What always gets me is the math. Months of breeding, training, conditioning, and strategy. Millions of dollars. Constant commentary and expert speculation. Then the gates open, and in roughly 120 seconds, you find out if any of it was real.
It’s a useful lens for what’s happening in AI right now.
Every organization I talk to has something in motion. Pilots, proof-of-concepts, working groups, use cases. The language is confident. The decks are polished. The demos are impressive. But when I ask “what’s actually in production?” — the room gets quieter.

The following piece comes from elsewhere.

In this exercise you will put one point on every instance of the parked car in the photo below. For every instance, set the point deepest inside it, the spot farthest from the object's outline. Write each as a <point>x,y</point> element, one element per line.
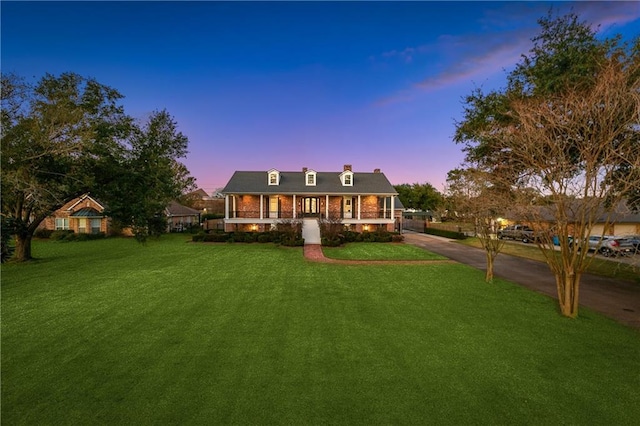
<point>610,245</point>
<point>517,232</point>
<point>635,241</point>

The gap isn’t ideas. It’s never been ideas. The gap is execution. What makes it across the finish line. What still works once you’re past the demo and into the real world, with real users, real edge cases, and real scrutiny.
At the Derby, horses don’t lose because the training plan was wrong. They lose because race day is different from the track. The footing is different. The field is different. The pressure is different. The horses that win aren’t always the fastest in practice — they’re the ones that run their race when it counts.

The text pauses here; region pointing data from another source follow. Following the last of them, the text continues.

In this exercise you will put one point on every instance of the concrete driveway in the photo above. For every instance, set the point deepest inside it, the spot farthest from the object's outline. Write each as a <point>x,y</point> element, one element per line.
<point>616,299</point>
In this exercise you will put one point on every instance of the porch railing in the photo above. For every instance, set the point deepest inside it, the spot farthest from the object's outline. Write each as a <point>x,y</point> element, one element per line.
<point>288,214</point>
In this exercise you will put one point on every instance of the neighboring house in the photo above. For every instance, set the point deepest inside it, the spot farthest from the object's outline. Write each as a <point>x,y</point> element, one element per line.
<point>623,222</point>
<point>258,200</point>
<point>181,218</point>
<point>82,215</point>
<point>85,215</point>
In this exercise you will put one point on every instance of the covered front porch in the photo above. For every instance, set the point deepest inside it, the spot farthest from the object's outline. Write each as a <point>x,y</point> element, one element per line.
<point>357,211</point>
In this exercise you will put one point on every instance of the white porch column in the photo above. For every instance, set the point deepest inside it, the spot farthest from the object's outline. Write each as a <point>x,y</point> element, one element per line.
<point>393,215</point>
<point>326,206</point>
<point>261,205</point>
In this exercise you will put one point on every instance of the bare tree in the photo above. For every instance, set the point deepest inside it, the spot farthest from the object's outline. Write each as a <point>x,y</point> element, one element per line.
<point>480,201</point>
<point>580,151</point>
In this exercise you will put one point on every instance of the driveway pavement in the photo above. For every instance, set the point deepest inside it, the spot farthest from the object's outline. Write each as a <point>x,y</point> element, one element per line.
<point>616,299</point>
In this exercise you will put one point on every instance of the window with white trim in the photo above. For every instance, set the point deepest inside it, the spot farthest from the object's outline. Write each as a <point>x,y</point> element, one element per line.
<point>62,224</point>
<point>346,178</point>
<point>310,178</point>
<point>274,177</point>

AI projects fail for the same reason. The controlled environment of a pilot doesn’t prepare you for production. The demo that wowed the executive team doesn’t survive contact with the actual workflow. The use case that worked on clean sample data hits a wall when real data shows up.
I’ve spent 30 years in technology — a big chunk of it in regulated industries where the stakes for getting it wrong are real. And what I’ve learned is that the organizations that successfully scale AI aren’t doing anything dramatically different in the ideation phase. They’re doing something different in the execution phase: they treat deployment like a race day, not a rehearsal.
That means:
• Defining done before you start (not “working in the lab” — working in production, with users, under real conditions)
• Building for the edge cases, not the happy path
• Treating the first production deployment as mile one, not the finish line
The horses in the Derby didn’t get to race day by accident. Neither do AI projects that actually ship.
Unfiltered Labs exists because I got tired of watching good ideas stall before the gate. The only thing I care about is what crosses the finish line.